The COVID-19 pandemic has upended much of the construction world. From increasing on-site safety measures to implementing new online security procedures, firms across the industry are adjusting to a new normal.
But for some sectors of the industry, the change goes deeper than safety procedures during the construction process, extending to new approaches toward the way space is used once it’s completed.
This issue is particularly important in the world of restaurant construction. With customers increasingly dining at home due to restrictions on indoor dining, the restaurant industry has moved toward expansion in contactless takeout and drive-through dining, with fast food chains leading the way. In parts of the country that are allowing distanced dining, restaurants have moved to construct outdoor seating at an unprecedented rate.
According to Jess Mullen-Carry, founder of Los Angeles-based MAKE Architecture, emphasizing the big picture is the key to helping restaurants—and their designers—respond to changing customer needs.
“You’re trying to keep your options open when designing the space,” Mullen-Carry said. “Our clients are typically designing for post COVID but taking into consideration how the space can be used in the interim.”
A focus on flexibility
Mullen-Carry said that creating room for flexible seating has always been a key aspect of MAKE’s approach to restaurant design. “There’s a few go-to things that allow for seating flexibility,” Mullen-Carry said. “Taking a look at any number of our projects, you’ll usually see the banquette approach, a wall or two of banquet-type seating against which you would put any number of two-tops. Those are flexible and they move, so you can either densify that area or you can loosen it up.”
Prior to the pandemic, banquet seating allowed servers to quickly move tables to accommodate groups of various sizes. Now that states like California, for instance, have a strict six-foot distance mandate in place for in-person dining, restaurants can take advantage of the space the banquette style provides to create a safe margin of distance between tables.
“In the past we’ve created space to encourage privacy and comfort,” Mullen-Carry said. “Now it’s also for safety.”
Restaurants like Bodega Wine Bar, which MAKE constructed before the pandemic, has been able to use this flexible approach to design to re-open its patio dining, thanks to capabilities already built into the space. “None of the places that we’ve done have closed as a result of the pandemic,” Mullen-Carry said. “And I think it might be because often they’re able to re-work their model.”
Outdoor dining holds the key
For projects under construction when the COVID-19 crisis began, Mullen-Carry said that MAKE has emphasized increasing the capacity and accessibility of outdoor dining areas. Restaurants located in milder climates should be able to create expanded or alternative outdoor spaces for the long-term foreseeable future, but for eateries in locations poised for colder seasons to come, it remains to be seen how they’ll be able to adapt.
For Monkish, a brewery and tasting room in Torrance, California, MAKE worked to create a deliberate flow that minimized visitor contact with the interior spaces of the structure. “We paid a great deal of attention to the outdoor space and access to where you could pick up the food, avoiding as much entry to the space as possible,” Mullen-Carry said.

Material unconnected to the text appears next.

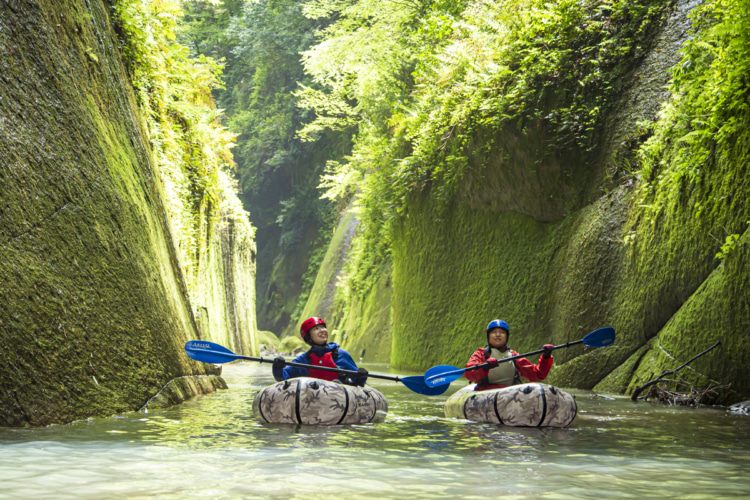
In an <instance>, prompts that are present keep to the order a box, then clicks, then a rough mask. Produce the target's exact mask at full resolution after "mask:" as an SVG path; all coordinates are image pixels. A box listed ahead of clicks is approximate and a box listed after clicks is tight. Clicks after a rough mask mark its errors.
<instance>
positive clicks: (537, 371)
mask: <svg viewBox="0 0 750 500" xmlns="http://www.w3.org/2000/svg"><path fill="white" fill-rule="evenodd" d="M545 347H546V346H545ZM515 363H516V370H517V371H518V375H520V376H521V377H523V378H525V379H526V380H528V381H529V382H540V381H542V380H544V379H545V378H547V375H549V371H550V370H551V369H552V363H553V358H552V356H551V355H550V356H549V357H545V356H544V355H542V356H541V357H540V358H539V363H538V364H536V365H535V364H533V363H532V362H531V361H529V360H528V359H526V358H519V359H517V360H516V361H515Z"/></svg>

To achieve this, the MAKE team has been intentional about controlling the way visitors access the brewery space. “The logical entry to the space is not through the garden because it’s further away from a lot of the parking,” Mullen-Carry said. “But we’re designing it with the flexibility that, in the short term, anybody who’s planning on dining at the location or picking up a to-go order would come and arrive through the garden area.”

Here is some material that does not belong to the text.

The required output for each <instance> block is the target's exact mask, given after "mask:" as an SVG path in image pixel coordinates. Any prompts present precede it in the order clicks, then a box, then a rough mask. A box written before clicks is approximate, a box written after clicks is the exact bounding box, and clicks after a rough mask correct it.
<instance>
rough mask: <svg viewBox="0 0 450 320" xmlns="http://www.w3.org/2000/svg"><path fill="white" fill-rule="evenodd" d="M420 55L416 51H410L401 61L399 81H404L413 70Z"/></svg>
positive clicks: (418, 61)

Creating outdoor-only dining areas has changed the way Mullen-Carry works with exterior space. “In the past, we often created outdoor space as a kind of a surprise,” Mullen-Carry said. “It’s the secret garden; it’s your procession. Well, COVID sort of flips that on its head. You have to create a very deliberate flow when you think about designing these spaces, and consider how to make sure diners have a great experience without having to go inside.”
The new normal
As the world continues to cope with the changes propelled by COVID-19, Mullen-Carry believes that certain aspects of restaurant design will become less common, particularly the open kitchen. “A lot of restaurants now open the kitchen,” Mullen-Carry said. “What used to be tucked away with doors on it is now where everybody wants to hang out. But until there’s a vaccine, the open kitchen concept is going to have to be behind a piece of glazing—for people’s safety and comfort.”
While some eateries may move out of the public eye entirely into spaces like ghost kitchens, which focus exclusively on delivery, Mullen-Carry said these spaces function more as “fulfillment centers” than social spaces. “On the base level of eating,” Mullen-Carry said, “people don’t really care. They want to eat; they want it to taste good. But from our perspective, what does that do for the human spirit?”
The biggest challenge for the restaurant construction world, during COVID-19 and beyond, will be finding ways to help people feel safe gathering to eat—a ritual as much about the social interaction as it is about the food and drink.
“The big intent of gathering humans together to eat and drink in a bar or restaurant setting is the social aspect,” Mullen-Carry said. And with flexible design choices that prioritize science and safety, mindful restaurant construction can help preserve those joys through the pandemic and beyond.